Unicode

Internally everything SHOULD be unicode-objects. The big advantage of an unicode object is, that it knows its encoding, and can be converted to any wanted encoding) a str-instance does not know what its chars represent.

the relevant Callbacks (mostly msg, query, command, noticed) get the input string as unicode object, and they SHOULD use sendmsg and sendme with unicode messages.

In the future we MAY have an assert type(msg)==unicode there.

Transitions

Some python modules do not work with unicode, and file write/read does not know the encoding. so you need to convert input strings with:

input_unicode=unicode(input, "my-encoding-name", errors="replace")

read help(unicode) about errors, if you want to try encoding-fallbacks or anything like this.

for writing unicode strings to file, you need to convert them to an encoded str-instance. i.e

file.write(unicode_string.encode("UTF-8"))

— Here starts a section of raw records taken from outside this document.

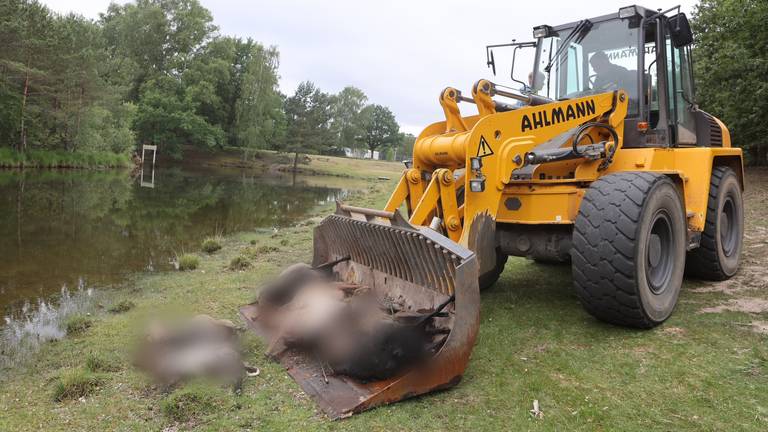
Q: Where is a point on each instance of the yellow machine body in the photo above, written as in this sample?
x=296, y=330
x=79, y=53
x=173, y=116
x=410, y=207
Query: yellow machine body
x=552, y=192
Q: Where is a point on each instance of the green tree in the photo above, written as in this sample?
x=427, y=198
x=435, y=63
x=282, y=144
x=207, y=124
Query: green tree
x=346, y=121
x=405, y=146
x=257, y=116
x=731, y=66
x=308, y=118
x=379, y=127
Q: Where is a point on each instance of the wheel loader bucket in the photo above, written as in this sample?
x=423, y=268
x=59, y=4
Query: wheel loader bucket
x=414, y=265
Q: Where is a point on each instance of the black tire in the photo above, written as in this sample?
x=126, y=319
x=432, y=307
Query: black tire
x=719, y=253
x=489, y=278
x=628, y=254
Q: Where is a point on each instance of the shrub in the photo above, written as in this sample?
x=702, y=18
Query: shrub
x=76, y=383
x=122, y=306
x=211, y=245
x=77, y=324
x=188, y=262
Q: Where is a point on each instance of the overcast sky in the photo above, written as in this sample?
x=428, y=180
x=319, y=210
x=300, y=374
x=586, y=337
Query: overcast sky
x=400, y=53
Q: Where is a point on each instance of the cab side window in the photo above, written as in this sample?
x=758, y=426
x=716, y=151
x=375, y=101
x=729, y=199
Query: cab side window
x=680, y=94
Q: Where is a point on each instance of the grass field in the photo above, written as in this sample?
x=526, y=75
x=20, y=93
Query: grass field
x=705, y=369
x=62, y=159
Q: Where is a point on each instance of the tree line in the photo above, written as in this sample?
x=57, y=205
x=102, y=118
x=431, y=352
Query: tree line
x=159, y=72
x=731, y=67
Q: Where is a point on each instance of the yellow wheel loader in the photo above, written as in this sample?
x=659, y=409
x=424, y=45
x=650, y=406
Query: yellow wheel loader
x=600, y=158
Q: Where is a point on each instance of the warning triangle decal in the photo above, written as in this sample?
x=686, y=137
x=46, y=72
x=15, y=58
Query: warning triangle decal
x=484, y=149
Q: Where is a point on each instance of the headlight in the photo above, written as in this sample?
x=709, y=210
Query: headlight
x=627, y=12
x=542, y=31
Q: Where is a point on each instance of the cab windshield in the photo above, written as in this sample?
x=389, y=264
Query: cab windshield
x=600, y=57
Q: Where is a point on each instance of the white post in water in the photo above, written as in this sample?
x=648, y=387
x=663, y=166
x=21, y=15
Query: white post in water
x=144, y=149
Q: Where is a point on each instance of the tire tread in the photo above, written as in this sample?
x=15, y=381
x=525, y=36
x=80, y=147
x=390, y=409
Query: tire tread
x=604, y=247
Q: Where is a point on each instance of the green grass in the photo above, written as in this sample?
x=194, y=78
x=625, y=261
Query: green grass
x=62, y=159
x=211, y=245
x=122, y=306
x=196, y=401
x=77, y=324
x=75, y=384
x=101, y=363
x=697, y=372
x=239, y=263
x=188, y=262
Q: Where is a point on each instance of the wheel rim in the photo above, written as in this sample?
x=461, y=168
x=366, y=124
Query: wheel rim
x=728, y=227
x=659, y=257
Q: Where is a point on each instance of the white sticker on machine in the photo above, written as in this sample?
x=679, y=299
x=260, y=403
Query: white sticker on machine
x=484, y=149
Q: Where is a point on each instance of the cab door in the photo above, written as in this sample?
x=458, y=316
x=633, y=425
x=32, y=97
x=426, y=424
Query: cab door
x=680, y=92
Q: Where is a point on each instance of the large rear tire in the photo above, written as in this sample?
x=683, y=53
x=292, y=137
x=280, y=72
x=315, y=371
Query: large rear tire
x=629, y=243
x=719, y=253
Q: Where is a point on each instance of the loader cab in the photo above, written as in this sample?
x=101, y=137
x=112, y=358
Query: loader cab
x=642, y=51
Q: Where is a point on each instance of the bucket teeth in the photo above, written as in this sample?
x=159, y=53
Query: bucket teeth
x=416, y=268
x=419, y=256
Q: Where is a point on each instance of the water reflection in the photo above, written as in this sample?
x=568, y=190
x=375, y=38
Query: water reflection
x=61, y=228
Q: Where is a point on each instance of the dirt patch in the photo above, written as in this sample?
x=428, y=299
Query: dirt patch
x=748, y=305
x=673, y=331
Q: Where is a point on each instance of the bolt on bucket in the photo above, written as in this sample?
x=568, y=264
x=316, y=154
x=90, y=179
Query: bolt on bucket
x=415, y=266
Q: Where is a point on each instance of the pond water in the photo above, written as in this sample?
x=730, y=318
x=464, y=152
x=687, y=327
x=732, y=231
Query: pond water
x=78, y=230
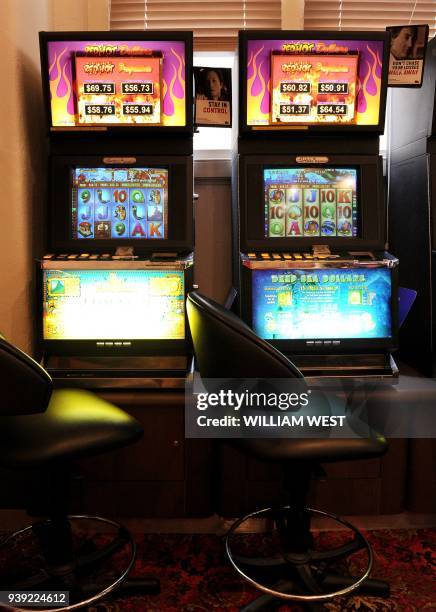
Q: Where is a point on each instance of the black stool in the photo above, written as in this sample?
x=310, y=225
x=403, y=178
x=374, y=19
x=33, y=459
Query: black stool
x=226, y=348
x=48, y=430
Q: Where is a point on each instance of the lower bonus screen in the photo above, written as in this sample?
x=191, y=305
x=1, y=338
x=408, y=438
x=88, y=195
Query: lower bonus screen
x=321, y=304
x=115, y=304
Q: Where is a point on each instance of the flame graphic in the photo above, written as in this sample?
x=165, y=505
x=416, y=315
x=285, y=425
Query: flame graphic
x=369, y=92
x=60, y=103
x=174, y=95
x=255, y=112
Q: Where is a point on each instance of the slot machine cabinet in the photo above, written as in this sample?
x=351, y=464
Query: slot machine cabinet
x=119, y=118
x=412, y=209
x=262, y=145
x=311, y=200
x=120, y=221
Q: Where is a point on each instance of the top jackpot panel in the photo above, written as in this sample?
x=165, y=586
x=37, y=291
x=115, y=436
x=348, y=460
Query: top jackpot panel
x=314, y=81
x=113, y=80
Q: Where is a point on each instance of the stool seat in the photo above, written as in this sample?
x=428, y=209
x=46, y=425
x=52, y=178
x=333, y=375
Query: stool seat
x=314, y=450
x=76, y=424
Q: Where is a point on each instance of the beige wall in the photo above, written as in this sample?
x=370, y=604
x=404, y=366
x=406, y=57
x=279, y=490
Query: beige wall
x=21, y=166
x=292, y=14
x=79, y=14
x=23, y=172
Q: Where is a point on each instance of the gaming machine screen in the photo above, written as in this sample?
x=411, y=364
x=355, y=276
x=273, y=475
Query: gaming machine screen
x=113, y=304
x=301, y=202
x=322, y=303
x=116, y=203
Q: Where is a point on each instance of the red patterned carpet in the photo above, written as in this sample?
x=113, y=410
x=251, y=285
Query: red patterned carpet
x=195, y=576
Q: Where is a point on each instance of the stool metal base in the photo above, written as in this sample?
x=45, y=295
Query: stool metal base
x=86, y=602
x=281, y=591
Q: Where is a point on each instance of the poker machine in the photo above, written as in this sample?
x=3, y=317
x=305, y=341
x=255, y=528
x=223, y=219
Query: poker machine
x=315, y=278
x=119, y=257
x=412, y=209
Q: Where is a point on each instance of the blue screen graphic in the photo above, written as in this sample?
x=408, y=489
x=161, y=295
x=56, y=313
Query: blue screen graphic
x=320, y=303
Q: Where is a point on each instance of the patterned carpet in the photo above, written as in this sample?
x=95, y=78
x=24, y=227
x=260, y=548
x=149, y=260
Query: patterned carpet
x=195, y=576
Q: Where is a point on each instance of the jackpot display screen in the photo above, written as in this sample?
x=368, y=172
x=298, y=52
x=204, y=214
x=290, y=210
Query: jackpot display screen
x=313, y=81
x=313, y=89
x=330, y=303
x=113, y=304
x=302, y=202
x=116, y=82
x=117, y=203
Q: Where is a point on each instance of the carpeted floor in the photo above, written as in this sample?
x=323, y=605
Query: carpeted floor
x=196, y=577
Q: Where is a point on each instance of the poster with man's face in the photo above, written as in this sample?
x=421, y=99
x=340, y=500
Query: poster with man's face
x=407, y=52
x=213, y=96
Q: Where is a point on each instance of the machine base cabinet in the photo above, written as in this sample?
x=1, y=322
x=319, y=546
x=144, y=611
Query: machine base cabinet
x=161, y=476
x=375, y=486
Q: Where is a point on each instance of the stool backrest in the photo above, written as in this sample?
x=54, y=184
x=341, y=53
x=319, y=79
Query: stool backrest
x=25, y=386
x=225, y=347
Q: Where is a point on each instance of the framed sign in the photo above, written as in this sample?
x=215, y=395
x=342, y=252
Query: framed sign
x=407, y=52
x=213, y=97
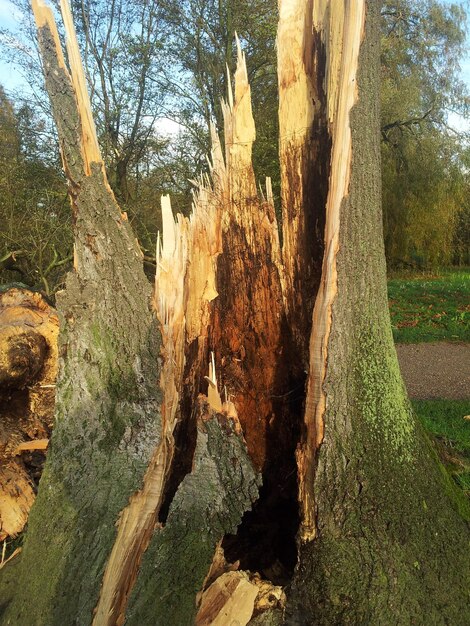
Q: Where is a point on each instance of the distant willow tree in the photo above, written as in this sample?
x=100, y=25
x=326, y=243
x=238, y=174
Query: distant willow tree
x=248, y=364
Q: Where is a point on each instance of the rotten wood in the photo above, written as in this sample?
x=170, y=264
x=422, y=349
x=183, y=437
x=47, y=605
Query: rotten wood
x=304, y=155
x=246, y=335
x=28, y=368
x=341, y=26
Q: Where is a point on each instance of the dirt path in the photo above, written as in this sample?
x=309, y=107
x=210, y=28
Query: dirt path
x=436, y=370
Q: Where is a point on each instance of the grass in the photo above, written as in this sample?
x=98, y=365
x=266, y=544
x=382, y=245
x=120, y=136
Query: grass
x=445, y=421
x=430, y=308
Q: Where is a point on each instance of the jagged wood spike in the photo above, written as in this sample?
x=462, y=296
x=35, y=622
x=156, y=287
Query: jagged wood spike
x=246, y=334
x=139, y=519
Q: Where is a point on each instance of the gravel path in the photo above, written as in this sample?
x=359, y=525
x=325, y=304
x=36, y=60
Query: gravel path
x=436, y=370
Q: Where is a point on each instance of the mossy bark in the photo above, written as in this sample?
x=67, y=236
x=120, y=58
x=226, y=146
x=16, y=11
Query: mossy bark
x=391, y=545
x=108, y=417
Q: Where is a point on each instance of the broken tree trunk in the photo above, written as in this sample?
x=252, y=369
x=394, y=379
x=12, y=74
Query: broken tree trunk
x=121, y=361
x=143, y=513
x=28, y=368
x=382, y=538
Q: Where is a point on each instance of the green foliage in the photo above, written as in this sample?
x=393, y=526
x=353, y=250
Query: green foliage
x=425, y=188
x=35, y=238
x=430, y=308
x=445, y=421
x=152, y=62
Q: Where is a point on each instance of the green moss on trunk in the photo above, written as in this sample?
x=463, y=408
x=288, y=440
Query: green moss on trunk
x=392, y=547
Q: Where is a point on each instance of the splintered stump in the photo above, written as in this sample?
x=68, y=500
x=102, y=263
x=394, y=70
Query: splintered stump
x=177, y=494
x=28, y=368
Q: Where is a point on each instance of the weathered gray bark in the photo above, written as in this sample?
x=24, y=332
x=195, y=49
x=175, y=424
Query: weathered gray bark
x=108, y=409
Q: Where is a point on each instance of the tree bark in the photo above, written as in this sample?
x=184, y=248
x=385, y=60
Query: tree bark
x=141, y=516
x=390, y=539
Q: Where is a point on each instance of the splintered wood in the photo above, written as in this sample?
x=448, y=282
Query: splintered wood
x=341, y=26
x=248, y=312
x=230, y=306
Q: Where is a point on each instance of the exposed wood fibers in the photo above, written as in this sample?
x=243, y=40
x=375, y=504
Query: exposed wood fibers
x=247, y=281
x=342, y=26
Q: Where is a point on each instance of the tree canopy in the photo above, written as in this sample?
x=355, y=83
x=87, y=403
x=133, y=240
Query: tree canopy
x=151, y=64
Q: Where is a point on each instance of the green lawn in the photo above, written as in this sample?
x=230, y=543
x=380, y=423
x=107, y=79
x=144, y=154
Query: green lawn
x=445, y=421
x=431, y=308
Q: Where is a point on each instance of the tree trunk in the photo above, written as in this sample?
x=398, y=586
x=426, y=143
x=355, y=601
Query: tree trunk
x=143, y=512
x=383, y=540
x=109, y=466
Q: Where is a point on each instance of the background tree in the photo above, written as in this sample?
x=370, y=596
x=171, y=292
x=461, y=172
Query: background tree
x=118, y=533
x=36, y=239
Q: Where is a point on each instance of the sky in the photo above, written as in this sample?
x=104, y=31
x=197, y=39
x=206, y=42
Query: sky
x=10, y=78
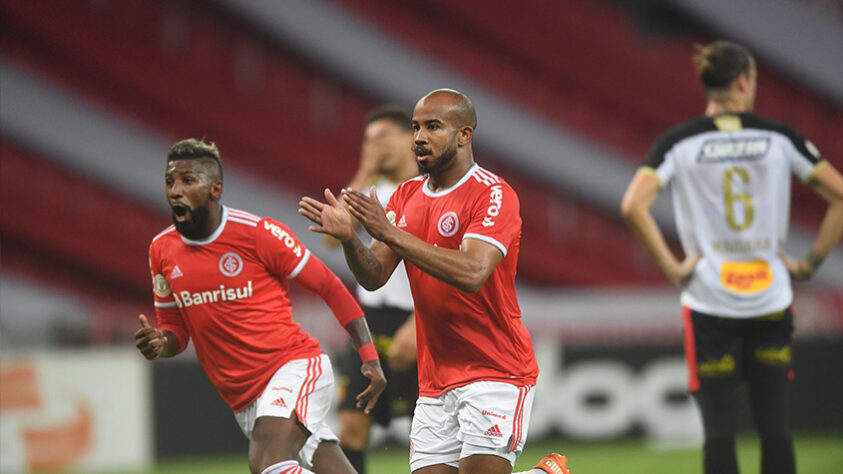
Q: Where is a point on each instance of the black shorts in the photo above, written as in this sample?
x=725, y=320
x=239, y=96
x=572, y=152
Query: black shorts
x=723, y=350
x=402, y=389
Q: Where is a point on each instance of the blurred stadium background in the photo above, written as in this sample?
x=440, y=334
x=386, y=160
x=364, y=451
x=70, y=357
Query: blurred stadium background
x=569, y=93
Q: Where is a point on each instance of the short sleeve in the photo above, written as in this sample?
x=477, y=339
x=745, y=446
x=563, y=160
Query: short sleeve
x=162, y=295
x=166, y=309
x=659, y=160
x=496, y=217
x=805, y=157
x=279, y=249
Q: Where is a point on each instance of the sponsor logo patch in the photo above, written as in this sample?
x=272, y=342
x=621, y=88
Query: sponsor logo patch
x=231, y=264
x=176, y=272
x=160, y=286
x=448, y=224
x=495, y=207
x=284, y=237
x=494, y=431
x=746, y=277
x=723, y=366
x=722, y=150
x=186, y=298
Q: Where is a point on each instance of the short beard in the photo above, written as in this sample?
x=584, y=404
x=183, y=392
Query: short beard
x=444, y=160
x=197, y=227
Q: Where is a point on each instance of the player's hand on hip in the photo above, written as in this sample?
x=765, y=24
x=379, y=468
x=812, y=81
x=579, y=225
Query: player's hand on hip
x=368, y=211
x=799, y=270
x=149, y=340
x=684, y=270
x=330, y=216
x=377, y=383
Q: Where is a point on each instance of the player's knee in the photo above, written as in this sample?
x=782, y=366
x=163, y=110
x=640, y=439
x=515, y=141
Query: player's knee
x=266, y=450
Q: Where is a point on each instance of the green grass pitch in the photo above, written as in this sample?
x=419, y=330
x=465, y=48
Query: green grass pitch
x=815, y=454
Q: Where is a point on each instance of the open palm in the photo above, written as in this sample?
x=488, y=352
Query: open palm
x=330, y=217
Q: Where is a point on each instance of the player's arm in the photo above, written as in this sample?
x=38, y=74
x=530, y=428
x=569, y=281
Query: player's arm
x=828, y=184
x=317, y=278
x=466, y=268
x=635, y=208
x=373, y=265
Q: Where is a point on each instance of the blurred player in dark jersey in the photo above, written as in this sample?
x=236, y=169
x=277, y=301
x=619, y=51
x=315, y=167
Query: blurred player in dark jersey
x=220, y=278
x=458, y=229
x=730, y=172
x=386, y=160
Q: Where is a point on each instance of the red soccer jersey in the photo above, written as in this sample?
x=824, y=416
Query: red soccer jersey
x=463, y=337
x=229, y=293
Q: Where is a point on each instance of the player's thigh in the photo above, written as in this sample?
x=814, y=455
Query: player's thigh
x=354, y=429
x=716, y=352
x=437, y=469
x=493, y=418
x=434, y=446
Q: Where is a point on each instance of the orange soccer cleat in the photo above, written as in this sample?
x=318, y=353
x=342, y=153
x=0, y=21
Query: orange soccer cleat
x=553, y=464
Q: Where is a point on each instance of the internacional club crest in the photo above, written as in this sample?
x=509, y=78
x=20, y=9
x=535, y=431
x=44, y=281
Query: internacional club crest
x=231, y=264
x=448, y=224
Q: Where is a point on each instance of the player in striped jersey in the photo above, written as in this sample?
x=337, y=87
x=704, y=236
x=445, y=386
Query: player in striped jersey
x=220, y=277
x=730, y=172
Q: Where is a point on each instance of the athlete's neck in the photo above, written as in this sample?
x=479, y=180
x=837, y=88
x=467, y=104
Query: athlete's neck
x=451, y=175
x=726, y=106
x=214, y=220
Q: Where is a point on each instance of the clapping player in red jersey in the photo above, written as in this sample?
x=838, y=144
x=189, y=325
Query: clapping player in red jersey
x=220, y=277
x=458, y=229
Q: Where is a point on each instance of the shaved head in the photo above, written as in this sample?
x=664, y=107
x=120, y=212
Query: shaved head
x=460, y=109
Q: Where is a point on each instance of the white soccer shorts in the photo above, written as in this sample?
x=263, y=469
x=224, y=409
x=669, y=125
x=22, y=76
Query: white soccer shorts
x=479, y=418
x=303, y=385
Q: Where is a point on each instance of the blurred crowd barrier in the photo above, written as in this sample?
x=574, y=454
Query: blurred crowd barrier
x=86, y=409
x=611, y=364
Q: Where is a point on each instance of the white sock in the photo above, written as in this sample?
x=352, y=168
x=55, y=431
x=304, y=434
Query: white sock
x=286, y=467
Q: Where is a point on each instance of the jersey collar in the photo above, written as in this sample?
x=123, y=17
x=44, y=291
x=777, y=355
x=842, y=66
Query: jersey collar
x=213, y=236
x=445, y=191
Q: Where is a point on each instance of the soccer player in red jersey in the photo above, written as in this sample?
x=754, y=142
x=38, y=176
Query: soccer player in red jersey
x=220, y=278
x=458, y=230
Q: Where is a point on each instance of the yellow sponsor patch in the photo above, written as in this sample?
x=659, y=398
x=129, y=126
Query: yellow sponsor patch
x=746, y=277
x=722, y=366
x=773, y=355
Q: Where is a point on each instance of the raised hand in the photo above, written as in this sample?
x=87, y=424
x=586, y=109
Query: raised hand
x=149, y=340
x=377, y=383
x=368, y=211
x=330, y=217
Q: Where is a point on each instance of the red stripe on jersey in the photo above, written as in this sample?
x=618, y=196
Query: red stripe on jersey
x=242, y=221
x=487, y=176
x=243, y=215
x=690, y=351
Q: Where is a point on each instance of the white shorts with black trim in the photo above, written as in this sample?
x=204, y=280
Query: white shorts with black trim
x=303, y=385
x=480, y=418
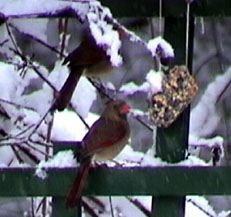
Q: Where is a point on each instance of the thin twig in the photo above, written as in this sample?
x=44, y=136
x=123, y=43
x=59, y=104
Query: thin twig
x=199, y=207
x=17, y=105
x=89, y=209
x=37, y=40
x=111, y=206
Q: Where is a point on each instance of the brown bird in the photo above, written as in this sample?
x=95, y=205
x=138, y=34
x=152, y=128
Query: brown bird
x=88, y=58
x=104, y=141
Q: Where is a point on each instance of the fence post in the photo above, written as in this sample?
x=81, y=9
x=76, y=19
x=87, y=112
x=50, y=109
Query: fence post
x=172, y=143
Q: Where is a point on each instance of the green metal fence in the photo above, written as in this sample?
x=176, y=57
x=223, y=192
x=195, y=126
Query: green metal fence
x=167, y=185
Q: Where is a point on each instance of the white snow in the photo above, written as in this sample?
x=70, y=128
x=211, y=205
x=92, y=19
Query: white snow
x=33, y=7
x=38, y=30
x=157, y=45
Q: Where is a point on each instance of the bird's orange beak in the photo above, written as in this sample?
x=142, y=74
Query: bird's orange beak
x=125, y=109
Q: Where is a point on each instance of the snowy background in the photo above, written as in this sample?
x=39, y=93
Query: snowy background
x=31, y=73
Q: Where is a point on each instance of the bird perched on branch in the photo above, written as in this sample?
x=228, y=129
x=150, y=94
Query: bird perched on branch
x=104, y=141
x=88, y=58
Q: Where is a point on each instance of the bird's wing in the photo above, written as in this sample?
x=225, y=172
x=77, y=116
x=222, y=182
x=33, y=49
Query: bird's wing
x=104, y=133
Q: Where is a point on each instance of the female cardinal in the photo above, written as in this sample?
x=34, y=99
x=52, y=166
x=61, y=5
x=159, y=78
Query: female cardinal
x=88, y=57
x=105, y=139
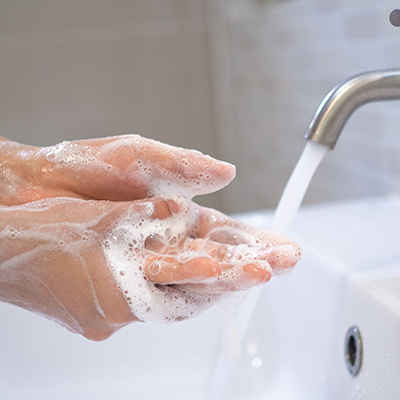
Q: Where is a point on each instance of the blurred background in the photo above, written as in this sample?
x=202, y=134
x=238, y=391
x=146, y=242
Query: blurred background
x=236, y=79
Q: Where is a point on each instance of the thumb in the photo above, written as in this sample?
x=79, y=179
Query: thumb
x=130, y=167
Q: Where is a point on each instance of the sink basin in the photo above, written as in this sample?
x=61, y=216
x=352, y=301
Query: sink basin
x=294, y=347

set debugUnicode: true in otfbot.yaml to debug where strings are converted to unicode to find all places which still need to be modified to use unicode-objects

internal stuff you might want to know

  • the callbacks try to convert from the configured channel-encoding to unicode, with fallback to an fallback-encoding.
  • the config service converts unicode-strings which are only ascii-chars to str before writing, because yaml writes !!python/unicode 'string', if the string is unicode and does not contain non-ascii chars, which is ugly for a config.

conversion needed

  • urllib.quote_plus needs an utf-8 str as input.